Arsenic-polluted water toxic to Bangladesh economy
The well-reported arsenic contamination of drinking water in Bangladesh called the "largest mass poisoning of a population in history" by the World Health Organization and known to be responsible for a host of slow-developing diseases has now been shown to have an immediate and toxic effect on the struggling nation's economy.
An international team of economists is the first to identify a dramatic present-day consequence of the contaminated groundwater wells, in addition to the longer-term damages expected to occur in coming years.
According to research published online in the American Journal of Agricultural Economics, exposure to arsenic in rural Bangladesh is poisonous to the nation's economy, reducing the labor supply by 8 percent.
"This is a very large effect," says lead author Richard Carson, professor of economics at the University of California, San Diego, "larger than the increase in unemployment in the United States from the 'Great Recession'."

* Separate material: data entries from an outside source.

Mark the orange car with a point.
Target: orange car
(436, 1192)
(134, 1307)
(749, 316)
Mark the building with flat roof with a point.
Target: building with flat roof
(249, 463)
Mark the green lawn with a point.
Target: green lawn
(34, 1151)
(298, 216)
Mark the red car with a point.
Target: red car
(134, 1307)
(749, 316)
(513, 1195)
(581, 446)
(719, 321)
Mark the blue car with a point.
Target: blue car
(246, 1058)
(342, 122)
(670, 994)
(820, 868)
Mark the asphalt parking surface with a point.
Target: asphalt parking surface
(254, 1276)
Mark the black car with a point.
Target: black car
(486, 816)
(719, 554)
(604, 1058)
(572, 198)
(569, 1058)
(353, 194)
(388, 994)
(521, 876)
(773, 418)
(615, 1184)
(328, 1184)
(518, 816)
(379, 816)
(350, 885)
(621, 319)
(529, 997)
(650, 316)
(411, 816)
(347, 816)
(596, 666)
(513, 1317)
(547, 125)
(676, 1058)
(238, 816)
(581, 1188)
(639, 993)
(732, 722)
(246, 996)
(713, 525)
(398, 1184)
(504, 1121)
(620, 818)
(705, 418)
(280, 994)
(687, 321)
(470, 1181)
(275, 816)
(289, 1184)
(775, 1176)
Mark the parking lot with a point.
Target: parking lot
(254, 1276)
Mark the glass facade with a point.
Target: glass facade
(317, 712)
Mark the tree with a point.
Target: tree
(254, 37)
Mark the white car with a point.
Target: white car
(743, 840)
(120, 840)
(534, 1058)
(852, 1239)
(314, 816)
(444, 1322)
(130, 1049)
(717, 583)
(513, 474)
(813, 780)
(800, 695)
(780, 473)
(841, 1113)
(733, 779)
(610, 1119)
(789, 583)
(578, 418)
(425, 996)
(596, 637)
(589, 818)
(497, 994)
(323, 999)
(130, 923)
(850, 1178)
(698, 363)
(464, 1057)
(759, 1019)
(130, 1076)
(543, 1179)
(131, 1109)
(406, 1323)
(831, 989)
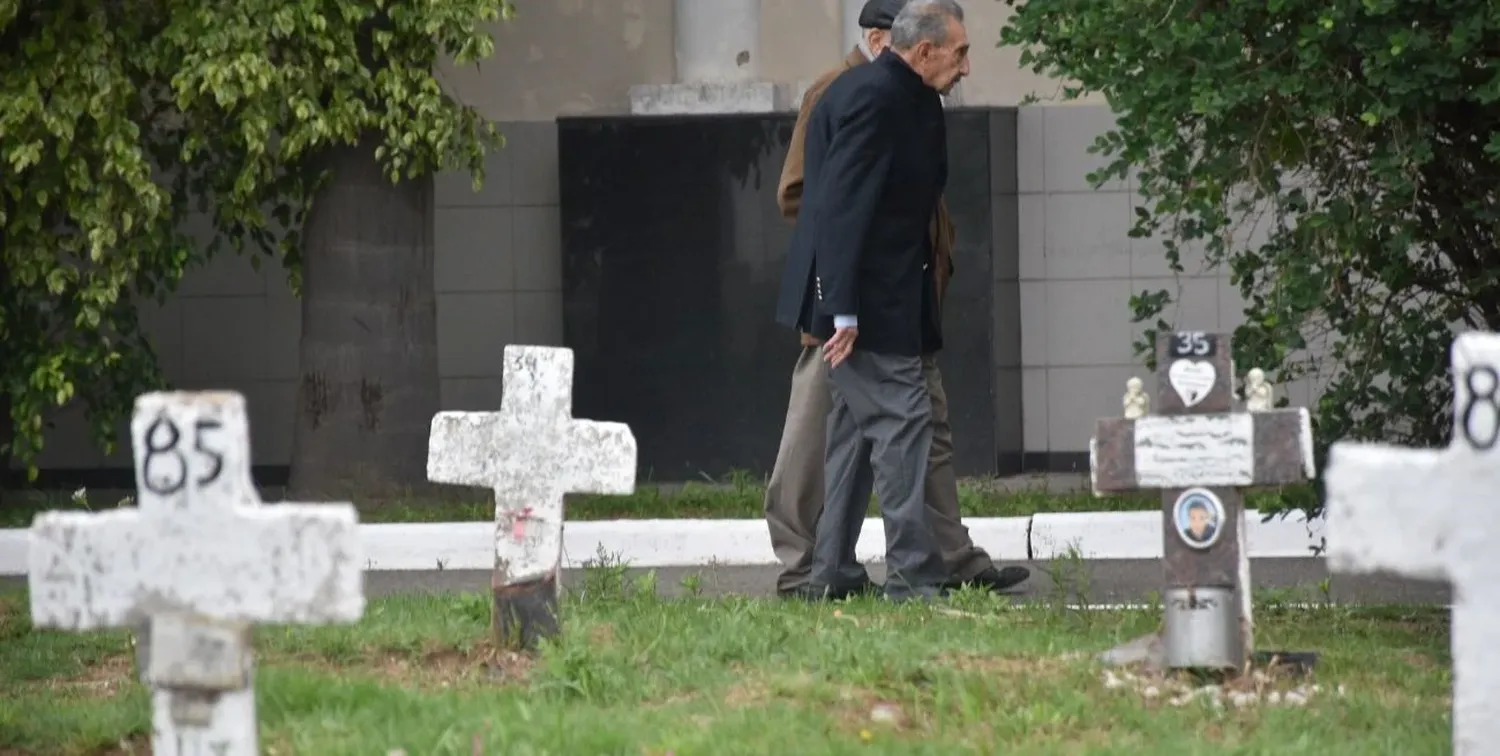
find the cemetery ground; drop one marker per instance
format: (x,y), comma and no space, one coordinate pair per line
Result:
(635,674)
(737,497)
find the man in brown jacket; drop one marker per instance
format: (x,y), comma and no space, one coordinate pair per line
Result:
(795,495)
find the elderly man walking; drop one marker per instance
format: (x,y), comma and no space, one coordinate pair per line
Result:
(797,489)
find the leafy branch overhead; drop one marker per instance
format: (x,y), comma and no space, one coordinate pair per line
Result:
(1338,159)
(120,120)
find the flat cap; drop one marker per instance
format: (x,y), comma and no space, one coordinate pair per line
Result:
(879,14)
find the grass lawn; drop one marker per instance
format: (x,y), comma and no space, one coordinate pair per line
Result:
(644,675)
(738,497)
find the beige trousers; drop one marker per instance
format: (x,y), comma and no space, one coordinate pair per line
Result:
(794,497)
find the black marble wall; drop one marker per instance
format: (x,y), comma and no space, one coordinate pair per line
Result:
(672,252)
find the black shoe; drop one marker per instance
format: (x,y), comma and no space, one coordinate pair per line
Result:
(995,579)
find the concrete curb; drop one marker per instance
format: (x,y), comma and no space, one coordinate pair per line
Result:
(741,542)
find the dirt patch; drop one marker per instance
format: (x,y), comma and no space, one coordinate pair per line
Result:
(1007,668)
(434,666)
(104,678)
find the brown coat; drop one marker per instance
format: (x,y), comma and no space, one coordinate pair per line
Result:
(789,191)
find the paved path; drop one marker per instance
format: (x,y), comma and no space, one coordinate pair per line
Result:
(1107,581)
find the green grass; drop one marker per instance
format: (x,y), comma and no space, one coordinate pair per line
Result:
(644,675)
(738,497)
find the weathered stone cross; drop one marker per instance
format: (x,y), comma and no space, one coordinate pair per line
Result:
(1202,453)
(531,452)
(197,563)
(1431,513)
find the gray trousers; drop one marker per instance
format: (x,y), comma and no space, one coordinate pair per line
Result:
(794,497)
(879,435)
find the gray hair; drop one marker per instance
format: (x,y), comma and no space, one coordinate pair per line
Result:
(924,20)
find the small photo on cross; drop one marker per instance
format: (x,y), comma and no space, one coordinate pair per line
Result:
(1199,516)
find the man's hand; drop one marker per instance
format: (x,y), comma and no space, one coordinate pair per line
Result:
(839,347)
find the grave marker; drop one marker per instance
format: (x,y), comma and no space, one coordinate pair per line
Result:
(1202,453)
(530,453)
(1431,513)
(197,561)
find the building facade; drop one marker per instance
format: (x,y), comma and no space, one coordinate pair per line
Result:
(500,251)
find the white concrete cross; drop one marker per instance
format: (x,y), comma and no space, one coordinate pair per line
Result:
(1436,515)
(198,560)
(530,453)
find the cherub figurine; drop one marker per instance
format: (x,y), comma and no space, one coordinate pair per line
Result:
(1136,401)
(1257,392)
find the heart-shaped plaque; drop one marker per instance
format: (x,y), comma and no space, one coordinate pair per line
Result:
(1193,380)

The exposure has also altered work arrangements, changing how labor is allocated within a household. Bangladesh is a poor country and many of its citizens have limited access to healthcare and health insurance. Most families have to fend for themselves. As a result, the researchers say, women older than 45 are working fewer hours outside the home while men aged 25 to 65 are working more. "Essentially, what we think is happening," Carson said, "is that grandma stays home to take care of the sick people while all the able-bodied men are working longer hours to compensate."
The arsenic problem in Bangladesh dates to the 1970s, when shallow groundwater wells were installed throughout the country, unwittingly tapping into naturally occurring arsenic in the ground. The present study uses a novel method that, according to Carson and his coauthors, could be applied to discovering the effects of other environmental pollutants in developing nations, sooner.
Previous studies, on what some say is the largest manmade environmental health disaster in the world, worse than Chernobyl, focused on the long-term health consequences of arsenic poisoning: cancers, for example, and heart problems, diabetes and a range of skin conditions, including the growth of painful nodules on the palms of hands and soles of feet.
But these deadly and debilitating effects all take a long time to manifest. The latency period for cancers linked to arsenic is estimated to be about 20 or more years. And of the 57 million rural Bangladeshis who have been exposed to unsafe levels of arsenic, said Carson, only a small fraction will ever get that sick. The initial (and presumably more common) effects, on the other hand, are feelings of general lethargy and sores on hands and feet, along with headaches and confusion effects, in other words, that are not necessarily going to show up as reported health conditions but that will, the research team hypothesized, affect the labor supply.
The deleterious and quantifiable impact on labor, Carson believes, can be immediately understood by government officials who are sometimes tempted, especially in the case of impoverished countries, to put economic development ahead of health, to think "let's get income up first, then we can clean up."
"Environment is not a luxury," Carson said. "Our paper shows that the environmentally related health problems are sufficiently large that they're holding back development."
For their study, Carson and colleagues looked at the relationship between arsenic exposure and hours worked by households as reported in the Bangladesh government's standard survey used for this purpose. Their sample included 4,259 rural households from the Household Income and
Expenditure Survey carried out by the Bangladesh Bureau of Statistics in 2000 and was matched with data on arsenic contamination from a large-scale study done by the British Geological Survey.
The data, Carson said, dates to before there was any widespread intervention to mitigate the problem such as painting the most unsafe well taps red. On the other hand, since the data dates back to 2000, Bangladeshis have had another decade in which to get sick. Carson is currently working on estimating the magnitude of the most recent effects.
The study's approach, Carson said, is a methodological advance that could potentially help many other public health efforts.
"We show that in some cases it is possible to use a simple labor survey to pick up widespread health problems, if you have a good way to estimate exposure," he said. "To do this in the standard public-health ways is time-consuming and expensive."
The novel method would not be a substitute for gathering blood, urine or hair samples, of course, he cautioned, but it could be a complement. It might be applied to a slew of low-level airborne and waterborne diseases in developing countries, helping epidemiologists get a big-picture view of the magnitude of a problem as well as its geographic scope. Carson notes that this method could be applied to air pollution in developing countries, for example, using simple pollution monitoring measures from which you can infer what people are exposed to.
Bangladesh is most severely affection by arsenic pollution of its groundwater. But it is a worldwide problem, with impacts in the West Bengal part of India and parts of Taiwan, Thailand, Vietnam, Myanmar, Cambodia, China, Argentina and Chile. There are problems in some areas of the United States, too.
In Bangladesh, ironically, the problem was created by a well-meaning attempt to alleviate diseases, those caused by waterborne pathogens in surface water. Encouraged by international aid agencies, Bangladesh installed millions of tube wells throughout the country about 30 years ago to replace surface water as the primary source of drink. At first, Carson said, as diarrhea and other gastrointestinal diseases from contaminated surface water cleared up quickly, it seemed that the well-water solution had been successful. It was not until 1993 that the country's chronic arsenic poisoning was diagnosed. The massive scale of the problem was not fully known until around 2000.